Masters, in art, are those who hold the techniques, the capacities, the flair; they are thus imitated, quoted, not only by their pupils, but also by admirers coming from other fields, people who grasps the essential concepts, the ideal lessons of the masters, to put them in their own practice, reaching new results, and also new audiences. The exhibition “Vogue: Like A Painting” at Museo Thyssen-Bornemisza in Madrid shows how a certain kind of fashion photography pays tribute to painting, while remaining essentially a means to ‘sell clothes’ – as legendary editor-in-chief Edna Woolman stated.

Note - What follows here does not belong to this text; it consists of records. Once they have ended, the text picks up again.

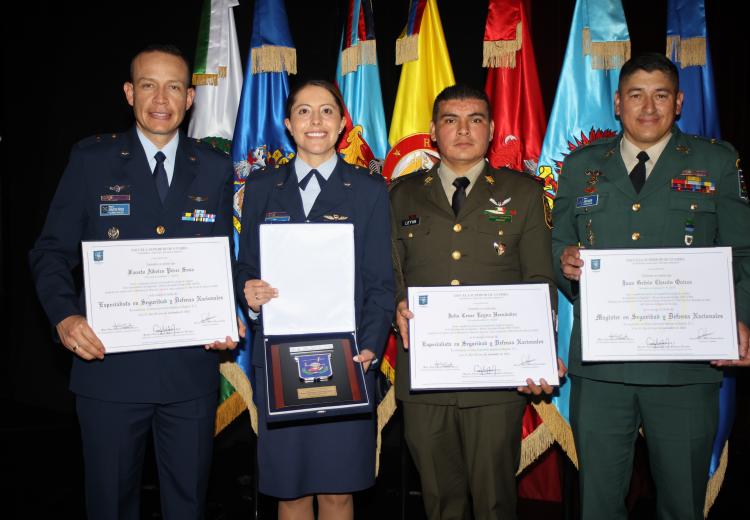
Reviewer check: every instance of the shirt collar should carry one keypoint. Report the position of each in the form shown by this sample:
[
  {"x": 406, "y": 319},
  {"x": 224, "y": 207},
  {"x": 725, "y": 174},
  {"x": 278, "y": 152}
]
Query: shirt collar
[
  {"x": 169, "y": 149},
  {"x": 301, "y": 168}
]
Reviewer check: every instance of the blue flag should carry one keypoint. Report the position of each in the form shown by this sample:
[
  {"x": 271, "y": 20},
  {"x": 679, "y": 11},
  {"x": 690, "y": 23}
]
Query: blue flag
[
  {"x": 583, "y": 112},
  {"x": 365, "y": 141},
  {"x": 687, "y": 46},
  {"x": 260, "y": 139}
]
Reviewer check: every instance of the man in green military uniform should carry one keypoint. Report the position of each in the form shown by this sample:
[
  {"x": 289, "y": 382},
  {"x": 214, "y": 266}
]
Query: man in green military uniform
[
  {"x": 600, "y": 205},
  {"x": 466, "y": 445}
]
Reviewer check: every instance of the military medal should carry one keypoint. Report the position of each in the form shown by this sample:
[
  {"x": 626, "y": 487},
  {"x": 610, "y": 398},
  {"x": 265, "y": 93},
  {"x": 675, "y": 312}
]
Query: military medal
[
  {"x": 689, "y": 230},
  {"x": 113, "y": 233},
  {"x": 500, "y": 213},
  {"x": 314, "y": 368}
]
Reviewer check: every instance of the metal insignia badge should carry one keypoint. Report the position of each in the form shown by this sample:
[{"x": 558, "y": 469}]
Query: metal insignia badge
[
  {"x": 313, "y": 368},
  {"x": 335, "y": 217}
]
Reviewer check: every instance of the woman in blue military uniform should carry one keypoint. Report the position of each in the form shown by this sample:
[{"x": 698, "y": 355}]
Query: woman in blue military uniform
[{"x": 327, "y": 458}]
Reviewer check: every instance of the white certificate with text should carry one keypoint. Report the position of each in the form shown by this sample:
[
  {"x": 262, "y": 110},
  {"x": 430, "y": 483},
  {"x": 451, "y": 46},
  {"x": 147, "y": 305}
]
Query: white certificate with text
[
  {"x": 658, "y": 304},
  {"x": 489, "y": 336},
  {"x": 148, "y": 294}
]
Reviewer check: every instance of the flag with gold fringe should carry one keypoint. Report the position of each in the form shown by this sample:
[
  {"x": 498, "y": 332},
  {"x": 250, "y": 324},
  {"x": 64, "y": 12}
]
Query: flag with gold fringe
[
  {"x": 364, "y": 141},
  {"x": 583, "y": 112},
  {"x": 217, "y": 75},
  {"x": 259, "y": 140},
  {"x": 518, "y": 113},
  {"x": 687, "y": 46},
  {"x": 426, "y": 70}
]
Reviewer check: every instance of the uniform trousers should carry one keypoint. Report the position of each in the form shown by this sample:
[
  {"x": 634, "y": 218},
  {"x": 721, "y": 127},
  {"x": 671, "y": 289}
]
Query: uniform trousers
[
  {"x": 467, "y": 458},
  {"x": 679, "y": 425},
  {"x": 114, "y": 442}
]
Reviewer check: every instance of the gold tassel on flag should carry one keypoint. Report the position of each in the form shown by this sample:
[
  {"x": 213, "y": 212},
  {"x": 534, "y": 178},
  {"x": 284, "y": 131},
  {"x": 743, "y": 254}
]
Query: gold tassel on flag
[{"x": 271, "y": 58}]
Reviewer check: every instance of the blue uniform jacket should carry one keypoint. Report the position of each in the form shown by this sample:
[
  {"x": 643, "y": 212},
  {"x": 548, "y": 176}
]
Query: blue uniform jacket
[
  {"x": 351, "y": 195},
  {"x": 113, "y": 169}
]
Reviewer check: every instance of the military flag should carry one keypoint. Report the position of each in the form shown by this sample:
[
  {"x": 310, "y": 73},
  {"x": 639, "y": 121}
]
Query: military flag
[
  {"x": 518, "y": 113},
  {"x": 365, "y": 140},
  {"x": 426, "y": 70},
  {"x": 259, "y": 140},
  {"x": 217, "y": 75},
  {"x": 687, "y": 46},
  {"x": 583, "y": 112}
]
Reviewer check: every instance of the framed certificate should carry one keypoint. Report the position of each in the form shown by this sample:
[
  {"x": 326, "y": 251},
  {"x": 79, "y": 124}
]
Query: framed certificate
[
  {"x": 309, "y": 329},
  {"x": 479, "y": 337},
  {"x": 166, "y": 293},
  {"x": 658, "y": 304},
  {"x": 312, "y": 376}
]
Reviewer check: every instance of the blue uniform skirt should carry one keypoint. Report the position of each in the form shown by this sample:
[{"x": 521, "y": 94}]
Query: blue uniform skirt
[{"x": 328, "y": 456}]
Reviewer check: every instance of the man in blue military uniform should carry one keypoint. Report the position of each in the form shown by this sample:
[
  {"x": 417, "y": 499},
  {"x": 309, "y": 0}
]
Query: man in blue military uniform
[
  {"x": 676, "y": 403},
  {"x": 138, "y": 185}
]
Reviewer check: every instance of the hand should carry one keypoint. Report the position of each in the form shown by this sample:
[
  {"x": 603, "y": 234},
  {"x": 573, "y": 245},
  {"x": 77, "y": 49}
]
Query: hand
[
  {"x": 571, "y": 263},
  {"x": 403, "y": 315},
  {"x": 258, "y": 292},
  {"x": 78, "y": 337},
  {"x": 241, "y": 329},
  {"x": 743, "y": 347},
  {"x": 365, "y": 357},
  {"x": 543, "y": 387},
  {"x": 227, "y": 344}
]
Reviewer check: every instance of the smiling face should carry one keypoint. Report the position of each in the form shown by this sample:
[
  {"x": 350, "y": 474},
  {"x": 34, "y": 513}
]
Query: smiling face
[
  {"x": 315, "y": 122},
  {"x": 648, "y": 104},
  {"x": 463, "y": 130},
  {"x": 159, "y": 94}
]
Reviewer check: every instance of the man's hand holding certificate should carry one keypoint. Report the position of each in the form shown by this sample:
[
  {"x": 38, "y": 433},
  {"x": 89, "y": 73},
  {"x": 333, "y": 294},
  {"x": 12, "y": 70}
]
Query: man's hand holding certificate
[
  {"x": 479, "y": 337},
  {"x": 145, "y": 294}
]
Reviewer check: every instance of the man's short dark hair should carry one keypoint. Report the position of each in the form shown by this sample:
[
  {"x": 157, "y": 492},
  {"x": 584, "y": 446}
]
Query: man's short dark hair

With a selection of 60 photographs from Vogue Archives – not only Vogue US or España, but all the editions of the ‘Vogue’ universe – the exhibition aims at showing how fashion photographs propose themselves as a modern counterpart to paintings. The exhibition also underlines the role of Vogue as catalyst for the diffusion of photography as a form of art at the beginning of 1900, presenting pieces by Cecil Beaton, Horst P. Horst and Edward Steichen. The exhibition does not follow a strict chronological order – nor it is intended to align to some sort of ‘style’ in the photographs chosen. What associates all the shots selected is something even more volatile than a style. The thread is the overall presence of a pictorial attitude, be it in the use of light, in the mixture of colours or in the pose of the models. The delicacy with which all the images are composed recalls a fantasy not fixed at a date in time; a sort of suspended atmosphere, between that of a glorious and undetermined past and a fairy tale.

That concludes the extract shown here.